Single by Lil Tecca

from the album We Love You Tecca
- Released: July 24, 2019
- Recorded: January 21, 2019
- Length: 1:56
- Label: Galactic; Republic;
- Songwriters: Tyler-Justin Sharpe; Elias Latrou; Danny Snodgrass, Jr.; Nicholas Mira;
- Producers: Nick Mira; Taz Taylor; E-Trou;

Lil Tecca singles chronology
| "Bossanova" (2019) | "Did It Again" (2019) | "Ransom (Remix)" (2019) |

Music video
- "Did It Again" on YouTube

= Did It Again (Lil Tecca song) =

2019 single by Lil Tecca

"Did It Again" is a song by American rapper Lil Tecca. It was released on July 24, 2019, as the seventh single from his debut mixtape We Love You Tecca.

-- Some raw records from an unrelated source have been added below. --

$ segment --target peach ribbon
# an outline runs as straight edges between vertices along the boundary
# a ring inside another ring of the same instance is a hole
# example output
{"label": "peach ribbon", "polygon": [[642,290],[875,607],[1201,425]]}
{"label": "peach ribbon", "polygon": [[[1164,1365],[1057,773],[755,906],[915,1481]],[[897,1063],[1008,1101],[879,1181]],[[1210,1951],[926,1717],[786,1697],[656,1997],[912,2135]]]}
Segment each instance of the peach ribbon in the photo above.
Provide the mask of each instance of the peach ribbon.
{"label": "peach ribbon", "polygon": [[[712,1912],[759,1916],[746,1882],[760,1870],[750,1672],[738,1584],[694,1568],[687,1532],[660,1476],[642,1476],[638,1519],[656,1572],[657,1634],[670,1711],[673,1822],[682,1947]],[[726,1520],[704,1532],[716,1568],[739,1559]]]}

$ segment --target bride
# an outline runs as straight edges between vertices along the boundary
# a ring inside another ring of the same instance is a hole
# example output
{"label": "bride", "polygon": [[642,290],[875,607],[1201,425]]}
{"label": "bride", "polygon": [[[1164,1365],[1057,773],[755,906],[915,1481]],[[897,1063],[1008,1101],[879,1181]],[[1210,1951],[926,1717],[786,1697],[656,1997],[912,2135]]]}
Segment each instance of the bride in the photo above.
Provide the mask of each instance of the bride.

The song debuted at number 100 and peaked at 64 on the Billboard Hot 100, making it his second entry after "Ransom" peaked at number 4.

== Background ==
The song was originally released as a single on January 21, 2019, before being re-released on July 24, 2019.

== Chart performance ==
Did It Again debuted at number 100 on the Billboard Hot 100, and eventually reached its peak at number 64. On October 23, 2023, the single was certified two-timesplatinum by the Recording Industry Association of America (RIAA) for combined sales and streaming equivalent units of over a two million units in the United States.

== Music video ==
The music video debuted on WorldStarHipHop on March 2, 2019. It has over 78 million views as of January 2022.

== Charts ==

| Chart (2019) | Peak position |
|---|---|
| Canada (Canadian Hot 100) | 34 |
| Greece International (IFPI) | 63 |
| Ireland (IRMA) | 89 |
| UK Singles (OCC) | 84 |
| US Billboard Hot 100 | 64 |
| US Hot R&B/Hip-Hop Songs (Billboard) | 24 |
| US Rhythmic Airplay (Billboard) | 29 |
| US Rolling Stone Top 100 | 26 |

==Certifications==

| Region | Certification | Certified units/sales |
| Brazil (Pro-Música Brasil) | Gold | 20,000^{‡} |
| Canada (Music Canada) | Gold | 40,000^{‡} |
| New Zealand (RMNZ) | Gold | 15,000^{‡} |
| Portugal (AFP) | Gold | 5,000^{‡} |
| United Kingdom (BPI) | Silver | 200,000^{‡} |
| United States (RIAA) | 2× Platinum | 2,000,000^{‡} |
^{‡} Sales+streaming figures based on certification alone.